Narrative behind meme coin is weak
Hype has always been SHIB's primary motivator. At the moment, that story is mostly missing. Attention has turned to other industries like AI tokens, DeFi infrastructure and tokenized real-world assets as retail participation has decreased.

Whether it is through social momentum, significant listings or ecosystem advancements, SHIB requires a revitalized narrative cycle. Liquidity does not reappear without attention. SHIB will naturally profit if meme coins gain popularity again.

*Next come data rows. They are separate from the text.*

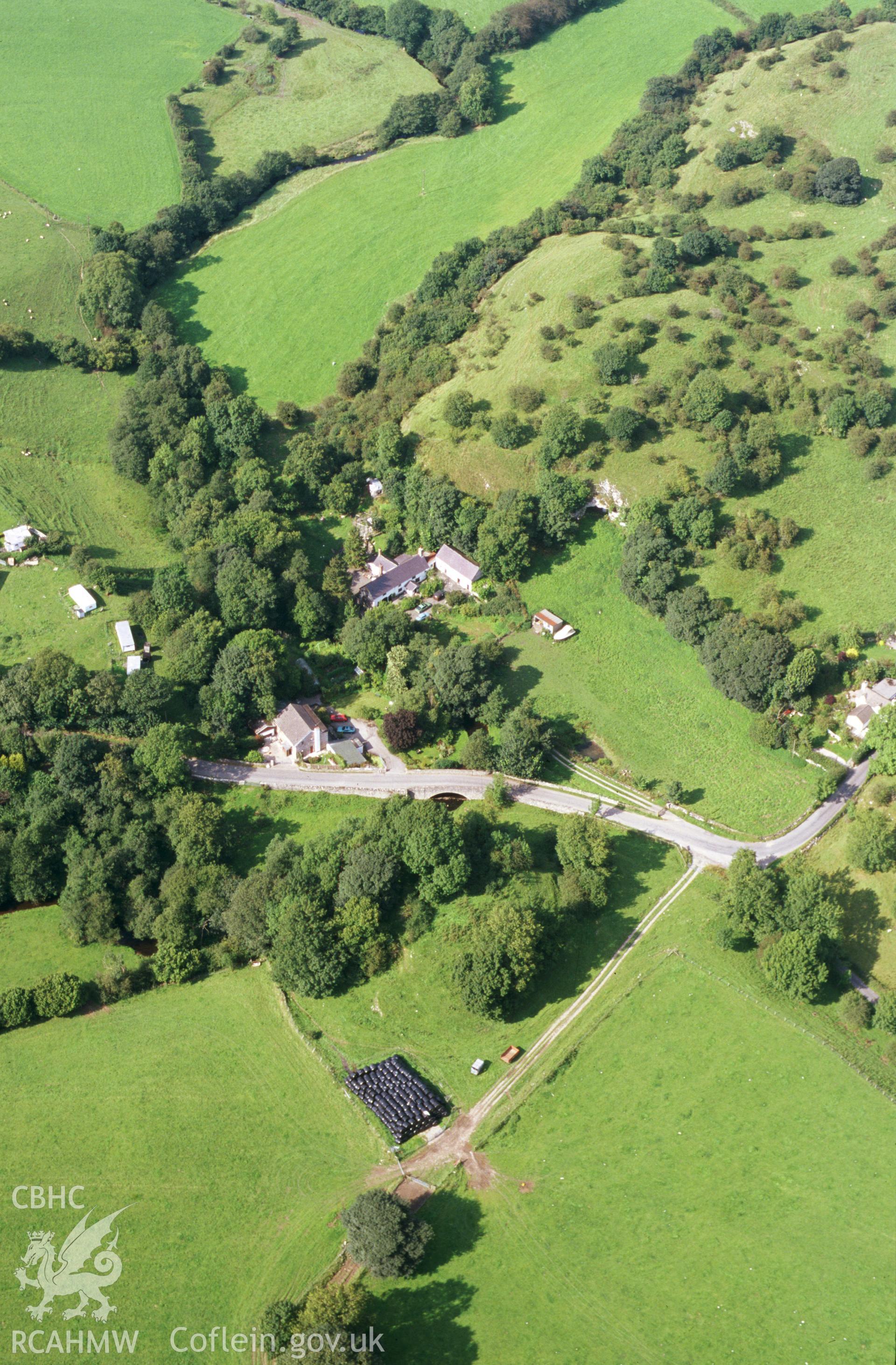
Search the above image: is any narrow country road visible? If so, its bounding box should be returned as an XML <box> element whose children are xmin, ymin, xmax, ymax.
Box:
<box><xmin>190</xmin><ymin>759</ymin><xmax>870</xmax><ymax>867</ymax></box>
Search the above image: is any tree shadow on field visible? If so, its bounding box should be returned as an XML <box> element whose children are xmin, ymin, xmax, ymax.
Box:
<box><xmin>492</xmin><ymin>59</ymin><xmax>526</xmax><ymax>123</ymax></box>
<box><xmin>507</xmin><ymin>831</ymin><xmax>668</xmax><ymax>1024</ymax></box>
<box><xmin>376</xmin><ymin>1279</ymin><xmax>479</xmax><ymax>1365</ymax></box>
<box><xmin>420</xmin><ymin>1189</ymin><xmax>483</xmax><ymax>1275</ymax></box>
<box><xmin>501</xmin><ymin>655</ymin><xmax>542</xmax><ymax>706</ymax></box>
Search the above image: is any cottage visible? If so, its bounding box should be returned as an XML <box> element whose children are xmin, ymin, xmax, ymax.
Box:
<box><xmin>3</xmin><ymin>524</ymin><xmax>47</xmax><ymax>554</ymax></box>
<box><xmin>361</xmin><ymin>554</ymin><xmax>429</xmax><ymax>606</ymax></box>
<box><xmin>436</xmin><ymin>545</ymin><xmax>482</xmax><ymax>592</ymax></box>
<box><xmin>115</xmin><ymin>621</ymin><xmax>137</xmax><ymax>654</ymax></box>
<box><xmin>367</xmin><ymin>554</ymin><xmax>398</xmax><ymax>579</ymax></box>
<box><xmin>328</xmin><ymin>740</ymin><xmax>364</xmax><ymax>767</ymax></box>
<box><xmin>273</xmin><ymin>701</ymin><xmax>328</xmax><ymax>763</ymax></box>
<box><xmin>68</xmin><ymin>583</ymin><xmax>97</xmax><ymax>620</ymax></box>
<box><xmin>532</xmin><ymin>611</ymin><xmax>563</xmax><ymax>639</ymax></box>
<box><xmin>847</xmin><ymin>679</ymin><xmax>896</xmax><ymax>740</ymax></box>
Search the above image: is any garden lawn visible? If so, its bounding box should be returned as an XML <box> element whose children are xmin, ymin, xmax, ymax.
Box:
<box><xmin>377</xmin><ymin>939</ymin><xmax>896</xmax><ymax>1365</ymax></box>
<box><xmin>202</xmin><ymin>782</ymin><xmax>373</xmax><ymax>875</ymax></box>
<box><xmin>160</xmin><ymin>0</ymin><xmax>720</xmax><ymax>407</ymax></box>
<box><xmin>182</xmin><ymin>15</ymin><xmax>439</xmax><ymax>175</ymax></box>
<box><xmin>0</xmin><ymin>968</ymin><xmax>381</xmax><ymax>1359</ymax></box>
<box><xmin>0</xmin><ymin>905</ymin><xmax>137</xmax><ymax>991</ymax></box>
<box><xmin>0</xmin><ymin>0</ymin><xmax>245</xmax><ymax>228</ymax></box>
<box><xmin>295</xmin><ymin>807</ymin><xmax>683</xmax><ymax>1107</ymax></box>
<box><xmin>504</xmin><ymin>520</ymin><xmax>818</xmax><ymax>838</ymax></box>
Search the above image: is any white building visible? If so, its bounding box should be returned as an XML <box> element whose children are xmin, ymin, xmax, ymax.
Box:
<box><xmin>273</xmin><ymin>701</ymin><xmax>329</xmax><ymax>763</ymax></box>
<box><xmin>68</xmin><ymin>583</ymin><xmax>97</xmax><ymax>618</ymax></box>
<box><xmin>847</xmin><ymin>679</ymin><xmax>896</xmax><ymax>740</ymax></box>
<box><xmin>3</xmin><ymin>524</ymin><xmax>47</xmax><ymax>554</ymax></box>
<box><xmin>436</xmin><ymin>545</ymin><xmax>482</xmax><ymax>592</ymax></box>
<box><xmin>115</xmin><ymin>621</ymin><xmax>137</xmax><ymax>654</ymax></box>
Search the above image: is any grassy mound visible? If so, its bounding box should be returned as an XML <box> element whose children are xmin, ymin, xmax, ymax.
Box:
<box><xmin>0</xmin><ymin>0</ymin><xmax>245</xmax><ymax>228</ymax></box>
<box><xmin>377</xmin><ymin>883</ymin><xmax>895</xmax><ymax>1365</ymax></box>
<box><xmin>0</xmin><ymin>969</ymin><xmax>380</xmax><ymax>1358</ymax></box>
<box><xmin>160</xmin><ymin>0</ymin><xmax>720</xmax><ymax>406</ymax></box>
<box><xmin>182</xmin><ymin>15</ymin><xmax>439</xmax><ymax>175</ymax></box>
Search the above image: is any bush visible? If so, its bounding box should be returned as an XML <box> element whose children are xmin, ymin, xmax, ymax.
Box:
<box><xmin>34</xmin><ymin>972</ymin><xmax>84</xmax><ymax>1020</ymax></box>
<box><xmin>605</xmin><ymin>407</ymin><xmax>641</xmax><ymax>450</ymax></box>
<box><xmin>0</xmin><ymin>986</ymin><xmax>34</xmax><ymax>1028</ymax></box>
<box><xmin>149</xmin><ymin>943</ymin><xmax>202</xmax><ymax>986</ymax></box>
<box><xmin>383</xmin><ymin>707</ymin><xmax>423</xmax><ymax>754</ymax></box>
<box><xmin>815</xmin><ymin>157</ymin><xmax>862</xmax><ymax>203</ymax></box>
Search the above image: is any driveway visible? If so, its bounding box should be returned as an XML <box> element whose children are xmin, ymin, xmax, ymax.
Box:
<box><xmin>190</xmin><ymin>753</ymin><xmax>870</xmax><ymax>867</ymax></box>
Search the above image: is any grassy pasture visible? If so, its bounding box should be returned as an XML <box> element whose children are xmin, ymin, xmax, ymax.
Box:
<box><xmin>377</xmin><ymin>911</ymin><xmax>895</xmax><ymax>1365</ymax></box>
<box><xmin>161</xmin><ymin>0</ymin><xmax>719</xmax><ymax>406</ymax></box>
<box><xmin>0</xmin><ymin>968</ymin><xmax>381</xmax><ymax>1359</ymax></box>
<box><xmin>296</xmin><ymin>807</ymin><xmax>683</xmax><ymax>1106</ymax></box>
<box><xmin>0</xmin><ymin>0</ymin><xmax>243</xmax><ymax>228</ymax></box>
<box><xmin>0</xmin><ymin>183</ymin><xmax>90</xmax><ymax>341</ymax></box>
<box><xmin>504</xmin><ymin>521</ymin><xmax>817</xmax><ymax>838</ymax></box>
<box><xmin>0</xmin><ymin>905</ymin><xmax>137</xmax><ymax>991</ymax></box>
<box><xmin>183</xmin><ymin>15</ymin><xmax>439</xmax><ymax>173</ymax></box>
<box><xmin>0</xmin><ymin>363</ymin><xmax>171</xmax><ymax>667</ymax></box>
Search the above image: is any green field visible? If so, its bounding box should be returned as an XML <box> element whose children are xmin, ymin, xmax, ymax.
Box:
<box><xmin>182</xmin><ymin>15</ymin><xmax>439</xmax><ymax>175</ymax></box>
<box><xmin>0</xmin><ymin>905</ymin><xmax>137</xmax><ymax>991</ymax></box>
<box><xmin>161</xmin><ymin>0</ymin><xmax>720</xmax><ymax>407</ymax></box>
<box><xmin>0</xmin><ymin>362</ymin><xmax>172</xmax><ymax>667</ymax></box>
<box><xmin>377</xmin><ymin>879</ymin><xmax>896</xmax><ymax>1365</ymax></box>
<box><xmin>296</xmin><ymin>807</ymin><xmax>683</xmax><ymax>1106</ymax></box>
<box><xmin>0</xmin><ymin>0</ymin><xmax>243</xmax><ymax>228</ymax></box>
<box><xmin>505</xmin><ymin>521</ymin><xmax>817</xmax><ymax>838</ymax></box>
<box><xmin>0</xmin><ymin>968</ymin><xmax>381</xmax><ymax>1359</ymax></box>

Market has very little liquidity
Many altcoins, including SHIB, are seeing a decline in volume. This is evident on the chart, which shows low volume, narrow candles and rapid absorption of any price movement. Price trends are impossible without liquidity. This is what fixes it. Movement would probably be unlocked by a macro liquidity return, either through the breakout of Bitcoin or more general market inflows. SHIB only needs money to go back into altcoins; it does not need to take the lead.
Long-term value proposition: Unclear
SHIB has trouble with positioning, in contrast to more recent narratives. It has not completely developed into a powerful utility-driven asset, but it is also no longer a pure meme coin. This puts it on an uncomfortable middle ground. What is the solution?
SHIB either demonstrates actual use through its ecosystem (Shibarium, burns, etc.) or intensifies its position as a high-beta speculative asset. As of right now, it is not very popular in terms of both utility and hype. What to anticipate next: SHIB is coiling more from inactivity than from strength.
Some reflection of returning market activity would be indicated by a break above the $0.0000065-$0.0000070 zone. The downside opens once more with a loss of the $0.0000055 price level.